What is your assist average?

In case you have not heard, the Army has recently added a new Character attribute – Humility. In the recently updated version of Army Doctrine Publication (ADP) 6-22 Humility is defined in its simplest form as the absence of arrogance. ADP 6-22 continues by saying “It is a sign of a leader being unselfish, working toward something more important than themselves.” While there may be similarities between selfless service and humility it is important to understand the distinction between the two. Selfless Service, or putting the welfare or the Army, your nation and your subordinates before your own, is an act or a decision. Where humility is more representative of an individual’s temperament or nature and indicates that someone is “inherentlymotivated to support mission goals ahead of actions that are self-serving.”

A humble leader is confident yet self-aware knowing his or her limitations and tend to be good followers as necessity dictates.
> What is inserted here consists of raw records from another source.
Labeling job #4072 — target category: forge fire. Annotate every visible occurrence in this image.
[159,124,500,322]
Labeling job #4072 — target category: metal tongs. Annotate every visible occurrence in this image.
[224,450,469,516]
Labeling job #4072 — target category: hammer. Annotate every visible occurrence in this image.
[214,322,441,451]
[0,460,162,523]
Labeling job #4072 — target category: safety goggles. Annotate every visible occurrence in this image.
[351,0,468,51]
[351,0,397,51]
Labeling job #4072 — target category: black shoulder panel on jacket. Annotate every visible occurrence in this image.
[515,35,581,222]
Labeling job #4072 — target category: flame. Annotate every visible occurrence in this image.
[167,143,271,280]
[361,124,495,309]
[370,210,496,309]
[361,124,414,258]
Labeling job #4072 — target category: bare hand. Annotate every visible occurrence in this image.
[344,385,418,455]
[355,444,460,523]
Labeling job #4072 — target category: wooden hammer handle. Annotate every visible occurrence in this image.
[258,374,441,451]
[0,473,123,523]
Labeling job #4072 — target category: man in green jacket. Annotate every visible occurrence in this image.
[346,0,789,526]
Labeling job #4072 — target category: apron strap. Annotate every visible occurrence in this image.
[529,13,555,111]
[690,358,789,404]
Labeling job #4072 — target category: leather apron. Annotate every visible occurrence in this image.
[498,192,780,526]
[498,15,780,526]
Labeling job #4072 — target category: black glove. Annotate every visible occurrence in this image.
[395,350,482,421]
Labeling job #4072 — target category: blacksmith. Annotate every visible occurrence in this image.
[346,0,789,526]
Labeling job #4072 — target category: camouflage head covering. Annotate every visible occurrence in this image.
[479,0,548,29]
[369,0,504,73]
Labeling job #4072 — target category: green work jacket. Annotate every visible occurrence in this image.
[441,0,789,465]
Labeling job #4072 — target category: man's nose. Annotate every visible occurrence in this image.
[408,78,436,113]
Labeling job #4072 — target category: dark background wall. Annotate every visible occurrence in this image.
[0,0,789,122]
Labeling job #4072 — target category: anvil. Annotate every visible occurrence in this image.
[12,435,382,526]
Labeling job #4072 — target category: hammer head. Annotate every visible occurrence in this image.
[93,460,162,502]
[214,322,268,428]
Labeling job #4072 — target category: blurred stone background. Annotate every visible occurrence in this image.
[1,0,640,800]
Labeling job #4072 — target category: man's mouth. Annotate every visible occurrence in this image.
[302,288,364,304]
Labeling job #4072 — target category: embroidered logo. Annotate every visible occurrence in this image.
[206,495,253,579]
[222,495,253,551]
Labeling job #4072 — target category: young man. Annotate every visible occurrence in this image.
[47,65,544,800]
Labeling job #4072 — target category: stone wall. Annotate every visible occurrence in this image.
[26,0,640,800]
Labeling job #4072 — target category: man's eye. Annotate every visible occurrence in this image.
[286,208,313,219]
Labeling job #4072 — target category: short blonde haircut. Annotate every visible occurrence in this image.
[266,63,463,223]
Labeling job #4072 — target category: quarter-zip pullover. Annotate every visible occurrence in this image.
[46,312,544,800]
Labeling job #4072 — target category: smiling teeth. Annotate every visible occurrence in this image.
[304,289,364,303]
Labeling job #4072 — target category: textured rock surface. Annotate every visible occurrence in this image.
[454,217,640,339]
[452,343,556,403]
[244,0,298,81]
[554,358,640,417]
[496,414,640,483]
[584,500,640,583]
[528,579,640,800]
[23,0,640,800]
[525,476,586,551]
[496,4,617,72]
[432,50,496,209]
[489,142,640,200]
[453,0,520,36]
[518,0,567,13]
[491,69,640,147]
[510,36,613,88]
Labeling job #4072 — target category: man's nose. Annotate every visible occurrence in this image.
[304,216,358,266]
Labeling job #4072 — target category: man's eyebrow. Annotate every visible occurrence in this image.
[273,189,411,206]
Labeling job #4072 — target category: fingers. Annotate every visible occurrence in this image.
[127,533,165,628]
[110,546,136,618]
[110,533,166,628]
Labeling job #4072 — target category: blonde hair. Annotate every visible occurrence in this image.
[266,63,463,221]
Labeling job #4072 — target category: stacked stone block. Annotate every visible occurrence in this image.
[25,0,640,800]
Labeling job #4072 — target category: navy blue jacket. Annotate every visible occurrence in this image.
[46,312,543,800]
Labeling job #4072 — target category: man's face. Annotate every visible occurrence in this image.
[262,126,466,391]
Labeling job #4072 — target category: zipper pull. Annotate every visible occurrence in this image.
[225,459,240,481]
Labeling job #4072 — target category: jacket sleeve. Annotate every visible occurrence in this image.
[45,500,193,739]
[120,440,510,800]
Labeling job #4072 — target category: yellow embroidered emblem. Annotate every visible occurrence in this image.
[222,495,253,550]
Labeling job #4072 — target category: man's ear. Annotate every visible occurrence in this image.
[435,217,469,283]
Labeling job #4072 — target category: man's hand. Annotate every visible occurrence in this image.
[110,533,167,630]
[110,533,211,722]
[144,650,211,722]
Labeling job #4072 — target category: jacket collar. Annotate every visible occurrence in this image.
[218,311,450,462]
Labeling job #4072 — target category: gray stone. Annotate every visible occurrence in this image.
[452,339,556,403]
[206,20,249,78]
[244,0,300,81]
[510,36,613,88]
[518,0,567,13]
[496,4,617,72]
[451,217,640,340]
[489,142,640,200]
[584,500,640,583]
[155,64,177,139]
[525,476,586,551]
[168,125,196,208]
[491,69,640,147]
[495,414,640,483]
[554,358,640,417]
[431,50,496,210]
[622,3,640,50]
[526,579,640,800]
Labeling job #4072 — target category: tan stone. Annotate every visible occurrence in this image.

Leaders who are humble are good learners as well and use every available opportunity to learn from those they lead. A humble leader is approachable as well as a good listener, understanding the power of inclusion and promotan inclusive culture. Humble leaders are themselves “humbled when necessity compels them to humble another1.” Conversely, leaders who lack humility are sometimes unable to learn and can negatively impact the culture of an organization.

So how do you measure a leader’s ability to promote others and the unit’s/organization’s success ahead of themselves? Army Doctrine indicates that it is difficult for us as individuals to judge our own humility. With Basketball season in full swing, maybe we should take a look at professional basketball and the NBA. What indicates humility in a professional basketball player? Perhaps it is the number of assists attributed to a specific player. An assist in basketball occurs with a player passes the ball to a teammate in such a manner that it directly attributes to that teammate scoring a goal. Looking at the twenty-five players with the most career assists you will find the likes of Russell Westbrook, Oscar Robertson, Magic Johnson and John Stockton. On that list you will also find LeBron James, the current active leader in the 2019-2020 season with an average of 10.8% assists per game. All of these players are current or future hall of famers with multiple NBA Championships, Olympic Championships and NBA All Star games between them. What does it communicate to a team when the star player of a team unselfishly sets up his teammates for the score? It communicates commitment, that the team and reaching team goals is greater than the individual and establishes the conditions for a culture of trust within an organization.

General Dennis Reimer, the Thirty-third Chief of Staff of the United States Army was credited with the phrase “Soldiers are our credentials.” GEN Reimer gave credit to the birth of this phrase to BG Charles Canham who during WWII when accepting the German’s surrender at the Port of Brest was asked by the higher ranking German officer, Lieutenant General Ramcke, for his credentials. BG Canham pointed to the tired and dirty American Soldiers that had accompanied him and stated “These are my credentials” essentially paying tribute to his men for the German surrender.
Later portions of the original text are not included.